Sobre esse assunto, principalmente com relação aos estudantes, estende-se uma outra contribuição ao seminário do CPND, do senegalês Alain Pascal Kaly, doutorando em Estudos Internacionais Comparados do Curso de Pós-graduação em Desenvolvimento, Agricultura e Sociedade (CPDA) da Universidade Federal Rural do Rio de Janeiro, UFRRJ (Príncipes/princesas, os sobreviventes da fome da África: os estudantes africanos no Brasil).

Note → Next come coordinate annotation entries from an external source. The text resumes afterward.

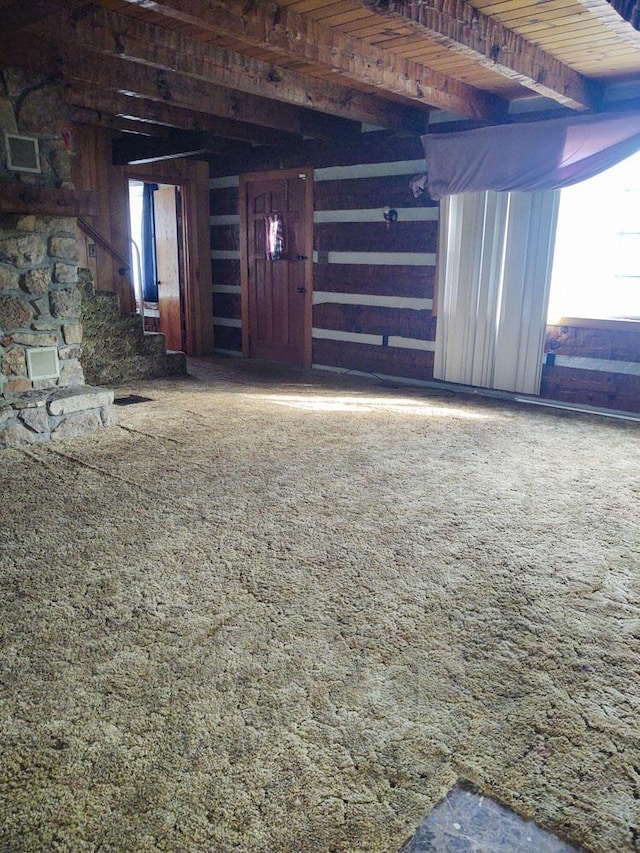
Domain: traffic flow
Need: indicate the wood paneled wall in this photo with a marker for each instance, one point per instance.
(373, 312)
(373, 284)
(597, 364)
(93, 170)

Segundo Kaly, o primeiro grupo de estudantes africanos veio na década de 1960 e era constituído de 16 pessoas do Senegal, Gana, Camarões e Cabo Verde, mediante bolsas pagas no Brasil. Hoje há estudantes vindos de países cujas línguas oficiais são o francês, o inglês, o português e o espanhol (Guiné Equatorial). A grande maioria vem com bolsa paga pelo países de origem ou por organismos internacionais – ou, no caso de países cuja língua oficial seja o português (Angola, Moçambique, Guiné-Biassau, Cabo Verde e São Tomé e Príncipe), pelo Brasil. Os estudantes senegaleses e marfinenses (Costa do Marfim) são financiados pela própria família.

As discriminações apontadas por Vida reproduzem-se nos relatos de Kaly: estrangeiros africanos são tratados como africanos enquanto estrangeiros europeus são tratados com o gentílico de seu país de origem. Os proprietários de apartamentos muitas vezes exigem que o estudante tenha um fiador, mesmo que este tenha condições de pagar o aluguel. O dinheiro brasileiro parece ter valor diferente quando vem da mão de um imigrante africano: Kaly conta que "as estudantes africanas sofrem menos com a polícia e muito mais nas lojas dos shopping centers freqüentados pela classe média alta". Os imigrantes são confundidos várias vezes com porteiros de edifícios e outros empregos de renda mais baixa.

Foi notório o recente caso da intervenção da Polícia Militar no Complexo da Maré, nas favelas do Rio de Janeiro, descrito por Vida como um dos maiores escândalos racistas do final do século. A intervenção foi causada pela suspeita do envolvimento de guerrilheiros angolanos no tráfico de drogas e no assassinato de seis pessoas na favela Nova Holanda no início de 2000. Foram presos vários angolanos, sob a alegação de serem mercenários. Houve protestos da Embaixada de Angola, seguida da pressão do Itamaraty e do pedido de desculpas das autoridades cariocas.

Essas atitudes refletem-se no comportamento dos estudantes. Os que conseguem morar em bairros "chiques" tendem inconscientemente a mostrar o tempo todo que têm condições financeiras compatíveis com aquele ambiente, através de roupas bem alinhadas. Pior, vários deles cansam-se das humilhações e preferem ficar em casa nos horários livres.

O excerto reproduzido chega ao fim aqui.